Entrò al servizio del nipote del papa Alessandro VI e ottenne la nomina di vicario nell'arcivescovado di Trani. Qui si mise in luce per un'impressionante capacità di controllo sui contrasti e le fazioni locali, tanto da attirare le attenzioni del papa che lo nominò suo familiare, protonotariato apostolico e governatore di Tivoli nel 1496. Tenne la carica fino alla fine dell'anno successivo, segnalandosi per il vigore con cui fece lotta agli Orsini, schierati contro il papa e quindi contro la famiglia Borgia. 
Dopo un breve periodo a Venezia, nel febbraio 1499 fu governatore a Benevento, dilaniata da lotte intestine e anche qui mostrò la sua grande capacità nel destreggiarsi in ogni situazione. 
Nel novembre dello stesso anno ottenne la nomina di commissario generale delle armi pontificie e successivamente il governo di Forlì, conquistata nel 1500.
Cesare Borgia lo incaricò poi del governo di Perugia e mentre stava preparandosi (l'anno era il 1503) per una missione a Siena giunse la notizia della morte del papa Alessandro VI.
Restò fedele alla causa del Valentino ma non senza crearsi nuovi più fortunati protettori. S'impegnò infatti durante il conclave a sostenere la candidatura del nuovo (e breve) papa Pio III, che lo nominò governatore di Roma. Il nuovo conclave, apertosi lo stesso anno, vide Giuliano della Rovere diventare Giulio II anche grazie all'azione politica di Bonafede. Il governo di Roma da parte di Niccolò Bonafede restò ricordato per l'energia con cui la legge fu imposta a nobili e popolani con fortissima imparzialità. 

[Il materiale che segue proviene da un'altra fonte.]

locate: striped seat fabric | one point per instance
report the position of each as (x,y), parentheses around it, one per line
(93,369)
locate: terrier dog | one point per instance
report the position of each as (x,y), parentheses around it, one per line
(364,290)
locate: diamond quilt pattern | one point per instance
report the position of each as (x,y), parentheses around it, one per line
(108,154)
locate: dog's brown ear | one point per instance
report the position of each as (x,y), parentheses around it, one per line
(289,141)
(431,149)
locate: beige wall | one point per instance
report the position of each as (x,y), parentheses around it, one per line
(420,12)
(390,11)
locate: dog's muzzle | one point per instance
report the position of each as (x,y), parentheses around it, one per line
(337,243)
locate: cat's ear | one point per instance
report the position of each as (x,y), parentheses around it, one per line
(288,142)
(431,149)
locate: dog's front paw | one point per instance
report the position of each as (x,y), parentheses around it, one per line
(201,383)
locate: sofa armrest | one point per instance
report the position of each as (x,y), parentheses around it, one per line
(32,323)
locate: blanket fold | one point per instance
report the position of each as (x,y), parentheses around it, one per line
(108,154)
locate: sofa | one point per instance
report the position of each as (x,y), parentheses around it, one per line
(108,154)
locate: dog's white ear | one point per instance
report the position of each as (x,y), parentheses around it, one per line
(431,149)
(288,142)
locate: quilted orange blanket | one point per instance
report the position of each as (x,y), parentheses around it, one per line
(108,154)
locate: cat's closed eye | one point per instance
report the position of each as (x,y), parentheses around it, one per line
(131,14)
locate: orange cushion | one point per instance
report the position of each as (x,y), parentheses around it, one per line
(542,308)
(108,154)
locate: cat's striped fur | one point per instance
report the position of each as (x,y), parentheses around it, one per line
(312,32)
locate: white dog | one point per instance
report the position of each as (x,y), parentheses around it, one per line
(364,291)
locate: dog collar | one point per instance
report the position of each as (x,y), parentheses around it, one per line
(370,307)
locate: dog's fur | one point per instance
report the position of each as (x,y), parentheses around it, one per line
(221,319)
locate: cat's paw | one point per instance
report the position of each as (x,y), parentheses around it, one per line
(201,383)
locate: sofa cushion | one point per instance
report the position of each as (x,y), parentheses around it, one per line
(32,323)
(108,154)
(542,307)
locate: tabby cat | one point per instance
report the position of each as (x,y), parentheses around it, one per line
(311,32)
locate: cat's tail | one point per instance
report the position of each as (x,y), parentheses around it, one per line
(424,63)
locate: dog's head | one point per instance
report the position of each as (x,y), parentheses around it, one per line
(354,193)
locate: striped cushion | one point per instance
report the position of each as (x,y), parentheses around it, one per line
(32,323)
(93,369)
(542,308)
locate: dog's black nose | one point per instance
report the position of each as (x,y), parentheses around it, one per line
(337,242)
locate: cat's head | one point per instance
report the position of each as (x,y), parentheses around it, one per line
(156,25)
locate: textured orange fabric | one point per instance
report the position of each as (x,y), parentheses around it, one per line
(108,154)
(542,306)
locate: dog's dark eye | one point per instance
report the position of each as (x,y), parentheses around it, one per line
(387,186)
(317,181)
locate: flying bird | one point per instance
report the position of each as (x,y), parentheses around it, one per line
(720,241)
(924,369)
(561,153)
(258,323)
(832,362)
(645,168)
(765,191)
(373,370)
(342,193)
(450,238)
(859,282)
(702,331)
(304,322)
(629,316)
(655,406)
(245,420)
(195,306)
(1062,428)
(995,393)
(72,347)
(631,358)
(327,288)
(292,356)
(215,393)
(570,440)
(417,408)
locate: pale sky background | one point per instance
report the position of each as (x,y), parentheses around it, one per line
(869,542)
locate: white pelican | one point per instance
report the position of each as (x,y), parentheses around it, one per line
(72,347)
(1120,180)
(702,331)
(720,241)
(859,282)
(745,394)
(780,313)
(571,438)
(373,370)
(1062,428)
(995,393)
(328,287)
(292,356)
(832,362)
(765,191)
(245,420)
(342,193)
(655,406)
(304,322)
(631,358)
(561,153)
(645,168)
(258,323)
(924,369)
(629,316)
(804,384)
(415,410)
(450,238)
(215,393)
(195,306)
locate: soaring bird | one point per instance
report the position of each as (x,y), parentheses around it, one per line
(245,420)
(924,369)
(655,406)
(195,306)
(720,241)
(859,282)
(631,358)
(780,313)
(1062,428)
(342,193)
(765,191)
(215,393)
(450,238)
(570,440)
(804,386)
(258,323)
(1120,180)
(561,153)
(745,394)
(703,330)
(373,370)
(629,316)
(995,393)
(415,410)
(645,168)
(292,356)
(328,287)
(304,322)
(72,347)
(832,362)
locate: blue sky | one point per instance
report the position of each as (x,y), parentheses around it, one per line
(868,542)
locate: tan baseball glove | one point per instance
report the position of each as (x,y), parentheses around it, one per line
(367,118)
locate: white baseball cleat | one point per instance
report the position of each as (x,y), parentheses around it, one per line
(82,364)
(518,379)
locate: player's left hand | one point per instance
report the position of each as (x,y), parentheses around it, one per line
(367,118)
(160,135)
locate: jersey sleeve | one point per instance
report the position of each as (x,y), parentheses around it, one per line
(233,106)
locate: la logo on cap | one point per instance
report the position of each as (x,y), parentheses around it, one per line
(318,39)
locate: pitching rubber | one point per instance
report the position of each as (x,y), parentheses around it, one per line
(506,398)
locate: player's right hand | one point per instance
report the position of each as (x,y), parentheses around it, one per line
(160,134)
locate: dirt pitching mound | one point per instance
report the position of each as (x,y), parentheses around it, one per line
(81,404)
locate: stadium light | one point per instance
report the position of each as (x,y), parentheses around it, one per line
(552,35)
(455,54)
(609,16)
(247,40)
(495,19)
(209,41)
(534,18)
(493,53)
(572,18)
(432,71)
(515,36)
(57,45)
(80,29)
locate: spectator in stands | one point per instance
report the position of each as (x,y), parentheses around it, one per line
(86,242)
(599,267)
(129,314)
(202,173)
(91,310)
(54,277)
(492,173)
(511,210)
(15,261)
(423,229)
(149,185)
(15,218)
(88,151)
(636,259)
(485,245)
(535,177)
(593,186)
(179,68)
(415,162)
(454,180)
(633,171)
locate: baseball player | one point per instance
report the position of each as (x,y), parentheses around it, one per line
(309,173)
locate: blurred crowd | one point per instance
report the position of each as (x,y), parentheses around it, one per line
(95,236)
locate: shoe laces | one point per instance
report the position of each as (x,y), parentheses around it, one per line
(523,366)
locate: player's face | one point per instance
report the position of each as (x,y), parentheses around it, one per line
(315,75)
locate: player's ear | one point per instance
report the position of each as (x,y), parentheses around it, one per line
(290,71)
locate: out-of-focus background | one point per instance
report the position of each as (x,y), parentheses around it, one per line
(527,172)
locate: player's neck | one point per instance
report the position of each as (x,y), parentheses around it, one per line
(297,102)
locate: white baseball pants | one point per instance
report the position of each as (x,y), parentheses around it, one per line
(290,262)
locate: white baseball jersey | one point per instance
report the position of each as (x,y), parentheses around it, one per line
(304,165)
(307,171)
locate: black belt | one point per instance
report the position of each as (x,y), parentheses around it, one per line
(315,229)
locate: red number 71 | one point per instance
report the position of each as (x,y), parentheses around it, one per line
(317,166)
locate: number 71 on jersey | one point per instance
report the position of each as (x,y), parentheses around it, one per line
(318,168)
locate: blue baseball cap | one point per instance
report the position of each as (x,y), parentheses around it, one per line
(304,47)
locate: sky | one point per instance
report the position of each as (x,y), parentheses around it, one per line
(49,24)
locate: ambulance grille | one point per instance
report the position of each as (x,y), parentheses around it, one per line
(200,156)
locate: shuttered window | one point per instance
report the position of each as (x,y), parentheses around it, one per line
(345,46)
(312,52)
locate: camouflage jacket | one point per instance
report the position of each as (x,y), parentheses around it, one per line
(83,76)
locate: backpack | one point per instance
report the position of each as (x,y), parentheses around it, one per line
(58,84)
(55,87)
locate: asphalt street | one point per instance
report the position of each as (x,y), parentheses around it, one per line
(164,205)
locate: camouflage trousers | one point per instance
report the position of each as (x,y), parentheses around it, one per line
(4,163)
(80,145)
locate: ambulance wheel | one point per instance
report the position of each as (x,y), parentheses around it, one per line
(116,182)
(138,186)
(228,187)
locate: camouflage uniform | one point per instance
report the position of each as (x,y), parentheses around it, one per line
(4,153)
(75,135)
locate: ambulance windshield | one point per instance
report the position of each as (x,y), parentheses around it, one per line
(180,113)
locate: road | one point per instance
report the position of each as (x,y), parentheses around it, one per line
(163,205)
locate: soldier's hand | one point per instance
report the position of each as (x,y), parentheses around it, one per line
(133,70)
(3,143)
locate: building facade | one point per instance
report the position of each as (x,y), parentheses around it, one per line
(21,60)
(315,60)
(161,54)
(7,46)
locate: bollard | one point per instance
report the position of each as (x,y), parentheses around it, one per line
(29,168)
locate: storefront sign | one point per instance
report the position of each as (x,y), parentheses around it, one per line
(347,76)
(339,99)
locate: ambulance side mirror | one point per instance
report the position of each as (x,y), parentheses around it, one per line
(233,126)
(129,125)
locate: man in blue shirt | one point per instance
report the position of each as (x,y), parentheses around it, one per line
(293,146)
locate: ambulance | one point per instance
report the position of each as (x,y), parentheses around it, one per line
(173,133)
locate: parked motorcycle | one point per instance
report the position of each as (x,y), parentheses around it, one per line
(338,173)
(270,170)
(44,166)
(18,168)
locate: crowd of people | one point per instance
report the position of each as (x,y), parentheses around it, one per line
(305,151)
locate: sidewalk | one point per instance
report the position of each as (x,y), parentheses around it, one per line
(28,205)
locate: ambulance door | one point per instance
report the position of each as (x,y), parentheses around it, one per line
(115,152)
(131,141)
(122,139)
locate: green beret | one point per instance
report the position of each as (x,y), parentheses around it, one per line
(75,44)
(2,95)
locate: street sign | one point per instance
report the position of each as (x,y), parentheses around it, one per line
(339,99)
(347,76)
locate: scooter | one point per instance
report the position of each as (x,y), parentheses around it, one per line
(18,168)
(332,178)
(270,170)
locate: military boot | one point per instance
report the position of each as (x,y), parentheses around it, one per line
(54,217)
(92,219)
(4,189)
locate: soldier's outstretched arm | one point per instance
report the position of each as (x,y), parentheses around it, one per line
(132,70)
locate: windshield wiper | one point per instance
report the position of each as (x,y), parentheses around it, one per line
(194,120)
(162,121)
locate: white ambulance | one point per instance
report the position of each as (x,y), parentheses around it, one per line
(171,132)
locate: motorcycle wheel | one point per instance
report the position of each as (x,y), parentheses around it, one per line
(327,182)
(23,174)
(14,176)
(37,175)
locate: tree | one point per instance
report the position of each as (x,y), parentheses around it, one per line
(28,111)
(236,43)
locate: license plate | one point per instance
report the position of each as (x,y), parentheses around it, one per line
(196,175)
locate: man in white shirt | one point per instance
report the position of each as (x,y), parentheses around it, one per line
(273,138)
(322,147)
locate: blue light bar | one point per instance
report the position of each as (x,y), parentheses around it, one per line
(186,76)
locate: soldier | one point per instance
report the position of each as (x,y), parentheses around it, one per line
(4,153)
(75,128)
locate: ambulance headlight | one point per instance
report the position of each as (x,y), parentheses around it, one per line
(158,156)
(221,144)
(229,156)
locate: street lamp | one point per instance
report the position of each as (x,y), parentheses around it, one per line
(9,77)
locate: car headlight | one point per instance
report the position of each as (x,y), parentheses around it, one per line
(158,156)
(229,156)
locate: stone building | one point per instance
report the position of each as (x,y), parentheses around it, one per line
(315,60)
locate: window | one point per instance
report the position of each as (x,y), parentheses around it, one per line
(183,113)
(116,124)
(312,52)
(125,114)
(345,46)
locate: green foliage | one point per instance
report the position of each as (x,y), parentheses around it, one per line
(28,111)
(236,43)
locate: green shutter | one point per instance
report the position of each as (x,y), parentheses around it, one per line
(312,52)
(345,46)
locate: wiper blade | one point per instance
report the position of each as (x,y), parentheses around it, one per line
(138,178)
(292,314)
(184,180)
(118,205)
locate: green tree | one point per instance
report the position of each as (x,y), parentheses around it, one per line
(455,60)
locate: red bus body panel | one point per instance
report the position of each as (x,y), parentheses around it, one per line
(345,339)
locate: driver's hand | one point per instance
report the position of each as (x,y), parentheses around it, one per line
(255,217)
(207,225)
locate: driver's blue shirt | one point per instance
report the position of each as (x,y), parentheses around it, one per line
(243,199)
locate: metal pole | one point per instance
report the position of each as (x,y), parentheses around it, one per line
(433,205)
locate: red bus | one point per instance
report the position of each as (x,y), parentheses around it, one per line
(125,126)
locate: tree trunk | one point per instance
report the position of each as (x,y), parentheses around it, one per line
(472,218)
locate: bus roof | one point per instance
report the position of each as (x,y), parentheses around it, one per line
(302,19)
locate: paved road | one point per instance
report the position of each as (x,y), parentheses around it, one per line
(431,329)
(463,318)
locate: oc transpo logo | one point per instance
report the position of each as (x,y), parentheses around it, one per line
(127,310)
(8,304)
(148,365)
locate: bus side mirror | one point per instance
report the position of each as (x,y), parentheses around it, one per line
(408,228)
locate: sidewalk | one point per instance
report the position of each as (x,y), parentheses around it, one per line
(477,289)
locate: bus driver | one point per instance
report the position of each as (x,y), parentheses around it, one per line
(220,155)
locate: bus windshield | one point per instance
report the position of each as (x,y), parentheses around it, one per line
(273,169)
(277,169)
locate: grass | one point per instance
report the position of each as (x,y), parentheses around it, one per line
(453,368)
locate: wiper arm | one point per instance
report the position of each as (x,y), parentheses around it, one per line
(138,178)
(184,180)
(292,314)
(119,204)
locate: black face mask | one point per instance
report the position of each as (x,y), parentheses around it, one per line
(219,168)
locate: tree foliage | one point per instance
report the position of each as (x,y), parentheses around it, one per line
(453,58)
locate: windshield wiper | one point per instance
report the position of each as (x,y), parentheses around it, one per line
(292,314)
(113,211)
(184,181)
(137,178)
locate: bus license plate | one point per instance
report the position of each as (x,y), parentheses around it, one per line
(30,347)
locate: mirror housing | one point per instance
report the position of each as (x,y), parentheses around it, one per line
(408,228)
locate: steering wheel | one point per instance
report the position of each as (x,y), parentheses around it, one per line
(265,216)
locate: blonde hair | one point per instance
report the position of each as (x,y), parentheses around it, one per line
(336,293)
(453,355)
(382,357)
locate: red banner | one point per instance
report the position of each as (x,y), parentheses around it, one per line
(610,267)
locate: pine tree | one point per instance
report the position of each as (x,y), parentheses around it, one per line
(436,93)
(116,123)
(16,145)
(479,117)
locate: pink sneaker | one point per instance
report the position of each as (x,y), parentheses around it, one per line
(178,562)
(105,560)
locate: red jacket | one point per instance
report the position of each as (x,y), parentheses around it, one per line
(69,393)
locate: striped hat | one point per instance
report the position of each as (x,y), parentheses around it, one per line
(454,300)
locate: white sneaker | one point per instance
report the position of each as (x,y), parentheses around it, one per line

Nel 1504 divenne vescovo di Chiusi, ma una malattia lo costrinse a passare mesi lontani dalla città per curarsi. Ristabilitosi, Giulio II lo nominò governatore di Forlì, ma qui un esercito guidato da Giovanni Sassatelli (sostenuto, per altro, dal cardinale Francesco Alidosi) occupò la città e costrinse il Bonafede a rifugiarsi nella rocca. Non riuscì neanche a vendicarsi dell'affronto subito che venne nominato commissario delle truppe pontificie per la conquista di Bologna. I castelli del contado caddero uno dopo l'altro e l'11 novembre del 1506 Giulio II entrò nella città, accolto da Niccolò.
Dopo quattro anni passati nella tranquillità di Chiusi, Giulio II fece ricorso alla sua abilità per la questione di Modena, minacciata dalle incursioni francesi. Fornì la città di viveri ed equipaggiamento, assicurando al duca di Urbino (giunto al comando di un forte contingente pontificio) una preparazione ottima, tanto che i francesi rinunciarono all'assedio.
Il nostro Bonafede fu allora incaricato da Giulio II del governo di Bologna, che amministrò con la consueta abilità fino a che l'Alidosi, venuto per predisporre rifornimenti per le truppe pontificie, decise di cedere la custodia di queste ai popolari, che ne approfittarono per aprire le porte ai Bentivoglio (e ai francesi, accampati al di fuori della città).
L'Alidosi fuggì, il Bonafede malato fu costretto a rifugiarsi in casa di un nobile bolognese. 
I Bolognesi si rifiutarono di consegnarlo all'esercito francese e sgombrata la città dal grosso delle truppe francesi lo rimisero al posto di governatore, senza riconoscere l'autorità pontificia ma riconoscendo unicamente l'ottimo lavoro fatto dal Bonafede.
Ritornò alla vita politica solo nel 1519 quando Leone X lo incaricò del governo delle Marche, con l'obiettivo di scardinare i vari signorotti della regione. Quasi impressionante è la vittoria riportata su Ludovico Eufreducci, nel 1520, in campo aperto e con un esercito di gran lunga inferiore, che si concluse con la sconfitta e la morte del signore nato a Fermo.
Venne poi sollevato dalla carica, per questioni non concernenti il suo operato, andò a Firenze per trattare col cardinale Giulio de' Medici e risolta questa questione fu di nuovo incaricato di scacciare da Rimini Pandolfo Malatesta. Le notizie rilevanti questa impresa sono molto sporadiche.
Sperò di passare gli ultimi anni della sua vita in pace nel palazzo fattosi costruire a San Giusto, ma questi anni furono conditi dalle sopraffazioni degli Orsini, eredi della fazione dell'Eufreducci nelle Marche. Persecuzione che ebbe termine nel 1531 per intervento del pontefice Clemente VII che costrinse gli Orsini a desistere.
Morì il 6 gennaio del 1534 a San Giusto.